The Upstream researchers initially detected the app to be harvesting users’ data and sending it to a server located in China; the data thus sent included geographic locations, email addresses, IMEIs. As mentioned earlier, the researchers also found that the infected app also attempted to subscribe users to premium phone numbers, which would incur large charges on users’ phone bills. In July and August 2018, as many as 2.5 million transaction attempts initiated from this infected app on Alcatel smartphones were blocked in Brazil; these transaction attempts, which sought to purchase a digital service, were found to originate from 128,845 unique mobile phone numbers. 428,291 transaction attempts to purchase another premium digital service were also blocked in Brazil during the same period. Transaction attempts initiated by this Alcatel weather app were also blocked in Kuwait, Nigeria, South Africa, Egypt and Tunisia. Upstream reportedly detected and blocked over 27 million transaction attempts across seven markets; if these transaction attempts had not been blocked they would have caused losses of around $1.5 million to phone owners.

Upstream also detected adware-like behavior originating from an infected phone that the company had purchased from its former owner. The infected weather app would run in the background and would start hidden browser windows that loaded web paged and also clicked on ads. This would lead to 50MB to 250MB of data being consumed per day, thereby depleting internet data plans and causing financial losses to the victims.

The Upstream security researchers found that two Alcatel smartphone models- Pixi 4 and A3 Max- were mainly affected.
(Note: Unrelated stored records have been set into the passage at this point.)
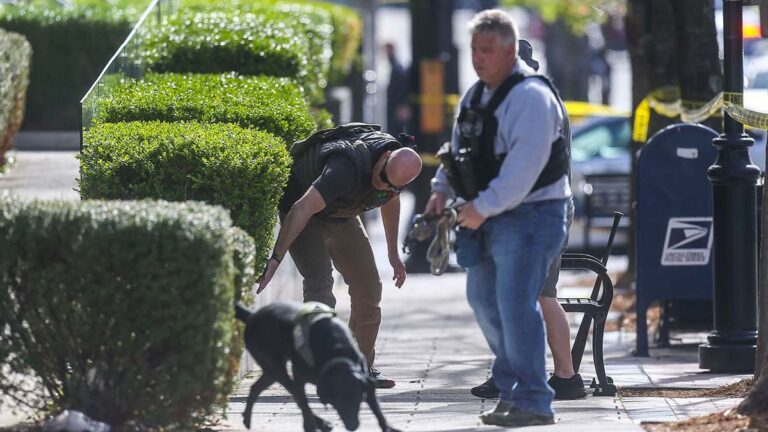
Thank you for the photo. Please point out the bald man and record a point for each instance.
(337, 175)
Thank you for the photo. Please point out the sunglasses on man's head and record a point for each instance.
(383, 177)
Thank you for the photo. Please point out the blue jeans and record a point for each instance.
(503, 289)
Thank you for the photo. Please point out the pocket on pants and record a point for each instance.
(469, 247)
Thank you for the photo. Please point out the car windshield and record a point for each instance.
(601, 139)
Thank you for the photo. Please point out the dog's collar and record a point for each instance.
(308, 314)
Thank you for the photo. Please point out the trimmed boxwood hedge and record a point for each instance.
(15, 56)
(70, 47)
(246, 43)
(244, 170)
(121, 310)
(346, 24)
(274, 105)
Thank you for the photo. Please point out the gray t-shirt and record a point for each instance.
(530, 120)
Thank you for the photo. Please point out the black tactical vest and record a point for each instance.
(363, 144)
(477, 126)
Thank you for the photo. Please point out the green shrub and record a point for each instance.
(122, 310)
(243, 170)
(246, 43)
(274, 105)
(70, 48)
(346, 25)
(15, 56)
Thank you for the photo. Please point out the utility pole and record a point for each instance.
(732, 344)
(434, 79)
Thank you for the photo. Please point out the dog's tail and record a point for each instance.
(241, 313)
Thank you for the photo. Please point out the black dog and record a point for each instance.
(321, 351)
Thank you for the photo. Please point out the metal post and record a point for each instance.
(434, 74)
(732, 344)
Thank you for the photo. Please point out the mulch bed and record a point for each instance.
(735, 390)
(726, 421)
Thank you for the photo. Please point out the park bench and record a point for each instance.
(603, 195)
(595, 309)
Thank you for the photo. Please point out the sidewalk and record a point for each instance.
(430, 344)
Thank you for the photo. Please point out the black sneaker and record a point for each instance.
(381, 380)
(567, 388)
(486, 390)
(517, 417)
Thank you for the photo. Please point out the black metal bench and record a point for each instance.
(595, 309)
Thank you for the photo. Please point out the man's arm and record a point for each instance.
(295, 221)
(390, 218)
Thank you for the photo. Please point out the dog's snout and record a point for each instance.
(352, 424)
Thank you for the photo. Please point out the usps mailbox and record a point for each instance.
(674, 220)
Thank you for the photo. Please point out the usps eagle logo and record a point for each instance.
(688, 241)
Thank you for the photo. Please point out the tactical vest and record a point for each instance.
(476, 164)
(363, 144)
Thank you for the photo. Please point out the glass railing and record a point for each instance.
(127, 62)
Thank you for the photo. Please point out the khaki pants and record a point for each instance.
(346, 246)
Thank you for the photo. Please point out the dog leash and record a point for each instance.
(424, 226)
(440, 247)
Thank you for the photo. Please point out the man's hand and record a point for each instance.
(399, 268)
(469, 217)
(436, 203)
(269, 272)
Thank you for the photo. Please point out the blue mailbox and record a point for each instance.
(674, 220)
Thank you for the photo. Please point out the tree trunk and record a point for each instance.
(671, 43)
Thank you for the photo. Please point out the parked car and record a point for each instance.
(601, 146)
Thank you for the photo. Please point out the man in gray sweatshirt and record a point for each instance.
(509, 160)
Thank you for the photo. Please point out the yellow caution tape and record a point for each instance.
(733, 104)
(642, 120)
(586, 109)
(666, 102)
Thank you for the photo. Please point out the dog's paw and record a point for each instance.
(323, 425)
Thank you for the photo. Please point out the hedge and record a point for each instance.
(246, 43)
(243, 170)
(346, 24)
(121, 310)
(70, 48)
(274, 105)
(15, 55)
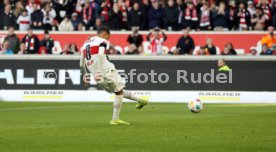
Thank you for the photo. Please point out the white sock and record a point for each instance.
(117, 105)
(131, 96)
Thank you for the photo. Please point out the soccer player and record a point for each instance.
(94, 60)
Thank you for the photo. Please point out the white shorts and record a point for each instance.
(112, 81)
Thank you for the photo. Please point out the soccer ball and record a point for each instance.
(195, 106)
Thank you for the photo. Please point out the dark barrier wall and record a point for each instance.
(246, 75)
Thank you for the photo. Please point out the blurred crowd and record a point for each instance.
(81, 15)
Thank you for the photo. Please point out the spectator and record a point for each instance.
(180, 8)
(156, 42)
(185, 44)
(202, 51)
(47, 42)
(66, 25)
(232, 11)
(145, 6)
(48, 16)
(141, 51)
(7, 18)
(81, 27)
(205, 17)
(274, 13)
(266, 9)
(98, 24)
(190, 16)
(87, 14)
(5, 48)
(210, 47)
(171, 16)
(251, 8)
(258, 20)
(66, 50)
(115, 17)
(31, 42)
(135, 17)
(73, 48)
(22, 49)
(24, 21)
(37, 17)
(220, 18)
(155, 15)
(229, 49)
(266, 50)
(132, 50)
(104, 13)
(135, 38)
(123, 9)
(113, 51)
(253, 51)
(30, 3)
(75, 20)
(243, 18)
(270, 38)
(13, 40)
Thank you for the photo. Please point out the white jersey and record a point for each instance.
(94, 60)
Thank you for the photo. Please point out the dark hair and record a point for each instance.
(103, 29)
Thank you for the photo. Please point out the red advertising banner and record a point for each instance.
(241, 41)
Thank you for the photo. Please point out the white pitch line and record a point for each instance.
(51, 107)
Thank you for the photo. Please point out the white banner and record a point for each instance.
(153, 96)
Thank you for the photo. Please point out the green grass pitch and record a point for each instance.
(83, 127)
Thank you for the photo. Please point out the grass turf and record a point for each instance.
(83, 127)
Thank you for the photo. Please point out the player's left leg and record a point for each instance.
(140, 101)
(117, 106)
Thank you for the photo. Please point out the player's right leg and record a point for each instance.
(140, 101)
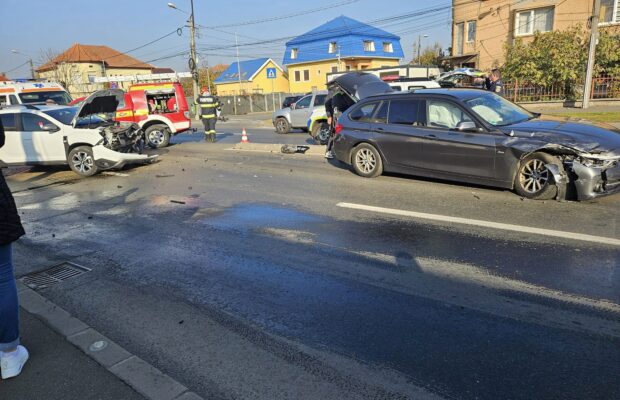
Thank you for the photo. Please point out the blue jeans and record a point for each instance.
(9, 308)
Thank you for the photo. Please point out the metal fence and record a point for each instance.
(603, 87)
(606, 87)
(245, 104)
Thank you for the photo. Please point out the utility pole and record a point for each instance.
(192, 51)
(587, 90)
(419, 45)
(31, 68)
(238, 62)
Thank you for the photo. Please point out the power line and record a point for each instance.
(296, 14)
(18, 67)
(178, 31)
(342, 30)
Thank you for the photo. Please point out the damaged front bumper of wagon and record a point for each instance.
(591, 178)
(595, 181)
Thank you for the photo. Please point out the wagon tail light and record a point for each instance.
(338, 129)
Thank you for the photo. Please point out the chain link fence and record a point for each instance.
(245, 104)
(603, 87)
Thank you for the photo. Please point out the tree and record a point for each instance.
(557, 57)
(608, 54)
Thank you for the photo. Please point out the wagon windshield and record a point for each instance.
(498, 111)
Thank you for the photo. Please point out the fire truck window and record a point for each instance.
(161, 103)
(9, 122)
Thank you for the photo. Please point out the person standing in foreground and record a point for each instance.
(13, 356)
(208, 112)
(494, 83)
(334, 106)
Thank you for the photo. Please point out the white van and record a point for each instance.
(29, 92)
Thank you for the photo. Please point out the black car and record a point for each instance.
(475, 136)
(290, 100)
However, Upstream doesn’t have a worldwide view about the infected devices and hence the researchers think that many other models could also be infected, especially belonging to users who downloaded the weather app from Google Play Store.

Reports say that the source of infection could be a developer working for TCL. The ZDNet report says, “The point of the compromise doesn’t appear to be with some shady phone supplier or rogue telecom provider in any of the affected countries, mainly because both the preinstalled and Play Store apps were affected in the same way…The source of the infection appears to be a TCL developer who had his system compromised, although this is only a theory.”

Upstream is currently working with TCL on investigating the issue further. Upstream researchers joined hands with Wall Street Journal reporters to notify TCL and Google about the issue; following this Google had removed the infected app from the Play Store.

The ZDNet report notes, “But this weather app isn’t the only suspicious app with intrusive permissions that collects data and sends it back to China. There are plenty of those around already.”